Rischio “disobbedienza civile”. A lasciare perplessi, anche questa volta, è l’apparente incoerenza delle norme prescritte dal Governo, che nella volontà di normare tutto fino all’uscio delle case di ognuno di noi finisce per creare solo malumori che rischiano seriamente di portare molti a una “disobbedienza civile” (è probabile infatti che saranno tante le persone che, nonostante le imposizioni, varcheranno i confini comunali) che, se dal punto di vista normativo sarà chiaramente da sanzionare, dal punto di vista umano sarà invece difficilmente condannabile. È indubbio, infatti, che il divieto di spostamento tra Comuni non tiene conto, ad esempio, delle evidenti differenze che ci sono tra chi vive in dei centri urbani medio-grandi e chi, invece, vive in piccole piccole comunità e che magari ha i genitori a pochissimi chilometri da casa ma in un altro paese. Così come suona alquanto assurda la norma che prevede il divieto di ritrovarsi con i propri familiari più stretti a fronte della concessione per i ristoranti di restare aperti a pranzo nei giorni di Natale, Santo Stefano e Capodanno. E ancora: pranzare insieme il 23 o il 27 dicembre andrà dunque bene, ma il 25 e il 26 no?

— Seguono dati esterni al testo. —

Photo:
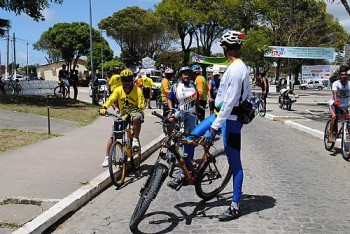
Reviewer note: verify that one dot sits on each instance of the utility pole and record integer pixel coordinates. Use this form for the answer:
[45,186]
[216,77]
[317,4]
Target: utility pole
[27,62]
[92,80]
[291,23]
[14,56]
[7,53]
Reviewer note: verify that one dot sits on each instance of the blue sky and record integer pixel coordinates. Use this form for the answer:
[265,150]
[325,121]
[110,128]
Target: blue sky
[29,31]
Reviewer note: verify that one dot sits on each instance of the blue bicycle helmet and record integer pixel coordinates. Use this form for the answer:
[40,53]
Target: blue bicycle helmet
[184,69]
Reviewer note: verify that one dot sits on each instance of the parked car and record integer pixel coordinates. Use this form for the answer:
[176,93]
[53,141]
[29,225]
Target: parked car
[18,77]
[102,85]
[314,84]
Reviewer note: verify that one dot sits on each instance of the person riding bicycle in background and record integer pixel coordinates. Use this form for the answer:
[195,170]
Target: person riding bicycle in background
[227,101]
[213,86]
[165,88]
[183,96]
[114,81]
[126,97]
[147,83]
[202,87]
[340,97]
[264,86]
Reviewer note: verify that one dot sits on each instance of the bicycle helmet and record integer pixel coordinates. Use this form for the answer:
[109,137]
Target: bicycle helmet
[231,38]
[127,75]
[169,71]
[196,68]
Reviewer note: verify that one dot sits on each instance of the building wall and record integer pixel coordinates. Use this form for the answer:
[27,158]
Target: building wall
[50,71]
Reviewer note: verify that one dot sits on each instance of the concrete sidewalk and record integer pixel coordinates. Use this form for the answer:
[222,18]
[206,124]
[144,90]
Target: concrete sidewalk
[59,175]
[42,177]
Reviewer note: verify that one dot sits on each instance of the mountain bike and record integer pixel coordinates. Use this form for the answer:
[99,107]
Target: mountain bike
[121,152]
[13,87]
[259,105]
[62,89]
[210,176]
[341,131]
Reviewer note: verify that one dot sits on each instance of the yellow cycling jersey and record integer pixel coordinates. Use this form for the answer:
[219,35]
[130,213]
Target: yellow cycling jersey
[147,82]
[126,101]
[114,82]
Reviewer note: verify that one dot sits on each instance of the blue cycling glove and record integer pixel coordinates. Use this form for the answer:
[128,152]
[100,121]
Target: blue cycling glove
[209,136]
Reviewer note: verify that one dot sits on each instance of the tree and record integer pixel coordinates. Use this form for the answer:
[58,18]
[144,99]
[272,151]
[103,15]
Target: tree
[33,8]
[171,59]
[138,32]
[179,16]
[70,41]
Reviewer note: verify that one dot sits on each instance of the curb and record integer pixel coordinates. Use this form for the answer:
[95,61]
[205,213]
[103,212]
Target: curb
[78,198]
[300,127]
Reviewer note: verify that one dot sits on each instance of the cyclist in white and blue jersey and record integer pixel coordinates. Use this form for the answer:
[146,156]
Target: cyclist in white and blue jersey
[227,100]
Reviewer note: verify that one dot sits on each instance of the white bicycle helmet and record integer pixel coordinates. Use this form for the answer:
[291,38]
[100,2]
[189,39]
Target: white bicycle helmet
[232,38]
[169,71]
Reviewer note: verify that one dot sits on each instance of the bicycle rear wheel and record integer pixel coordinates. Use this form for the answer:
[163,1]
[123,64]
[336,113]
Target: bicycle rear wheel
[213,176]
[148,193]
[262,108]
[327,144]
[115,161]
[345,143]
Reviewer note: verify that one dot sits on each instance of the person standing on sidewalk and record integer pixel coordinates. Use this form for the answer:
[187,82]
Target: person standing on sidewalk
[264,87]
[147,84]
[213,86]
[340,97]
[233,80]
[202,87]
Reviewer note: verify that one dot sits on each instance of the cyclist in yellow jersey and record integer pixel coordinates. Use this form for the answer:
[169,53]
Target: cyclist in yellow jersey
[126,96]
[202,87]
[147,83]
[114,81]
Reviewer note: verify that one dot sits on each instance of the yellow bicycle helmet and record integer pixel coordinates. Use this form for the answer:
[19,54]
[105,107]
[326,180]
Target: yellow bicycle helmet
[126,73]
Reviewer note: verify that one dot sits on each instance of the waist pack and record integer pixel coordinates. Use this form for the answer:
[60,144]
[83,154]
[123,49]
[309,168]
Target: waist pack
[244,111]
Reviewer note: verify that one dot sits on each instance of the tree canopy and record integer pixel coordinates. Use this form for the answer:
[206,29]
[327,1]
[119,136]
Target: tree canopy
[138,32]
[70,41]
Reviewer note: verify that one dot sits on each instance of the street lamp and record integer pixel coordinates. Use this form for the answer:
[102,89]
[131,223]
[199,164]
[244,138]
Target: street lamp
[92,80]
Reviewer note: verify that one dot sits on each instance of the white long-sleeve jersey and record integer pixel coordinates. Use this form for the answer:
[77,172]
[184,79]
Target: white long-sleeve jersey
[229,91]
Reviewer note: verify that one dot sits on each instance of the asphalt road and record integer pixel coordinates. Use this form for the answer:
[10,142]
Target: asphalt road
[291,185]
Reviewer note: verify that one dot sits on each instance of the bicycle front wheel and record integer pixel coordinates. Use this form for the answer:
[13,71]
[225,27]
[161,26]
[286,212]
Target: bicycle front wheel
[148,193]
[213,176]
[262,108]
[345,143]
[327,131]
[115,161]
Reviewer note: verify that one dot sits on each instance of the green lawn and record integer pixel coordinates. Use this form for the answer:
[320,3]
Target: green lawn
[67,109]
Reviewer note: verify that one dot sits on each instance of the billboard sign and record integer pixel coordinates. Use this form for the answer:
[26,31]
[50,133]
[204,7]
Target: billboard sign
[318,72]
[300,52]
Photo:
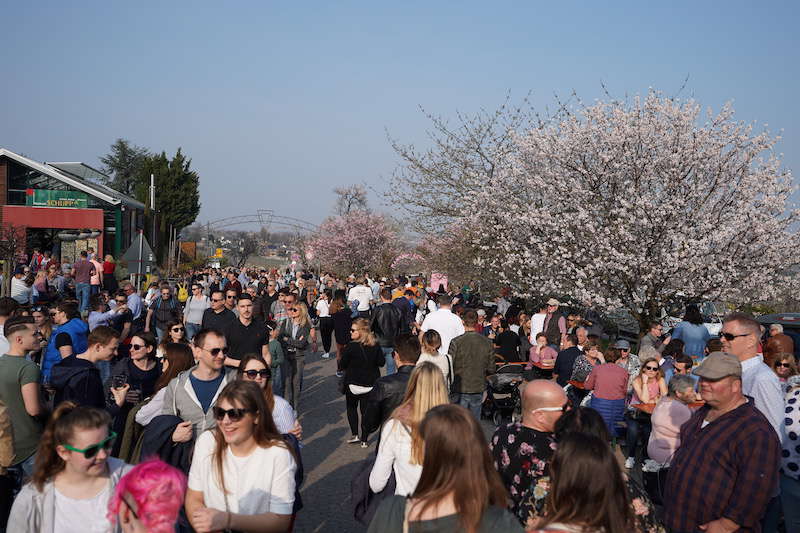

La schizofrenia normativa. Qui non si sta parlando di sacrificare l’abituale settimana bianca o il week-end fuori porta, bensì di cancellare per tanti la possibilità di vivere anche un solo giorno di pace in un anno veramente da incubo. E l’impressione è che, ancora una volta, chi deve prendere decisioni preferisca “scaricare” sulla cittadinanza le responsabilità maggiori, come dimostra il fatto che mentre siamo ancora dentro alla seconda ondata già si sia iniziato a parlare di probabile (quasi inevitabile, a quanto pare) terza ondata. Senza contare i numerosi appelli al festeggiare «un Natale sobrio». Chi stabilisce la scala di sobrietà a cui dovremo attenerci? I brindisi li potremo fare almeno con i nostri conviventi? È evidente che la ricerca quasi spasmodica della normativizzazione di ogni possibile scenario stia dando vita a una schizofrenia di imposizioni che oscilla tra l’insensato e il ridicolo.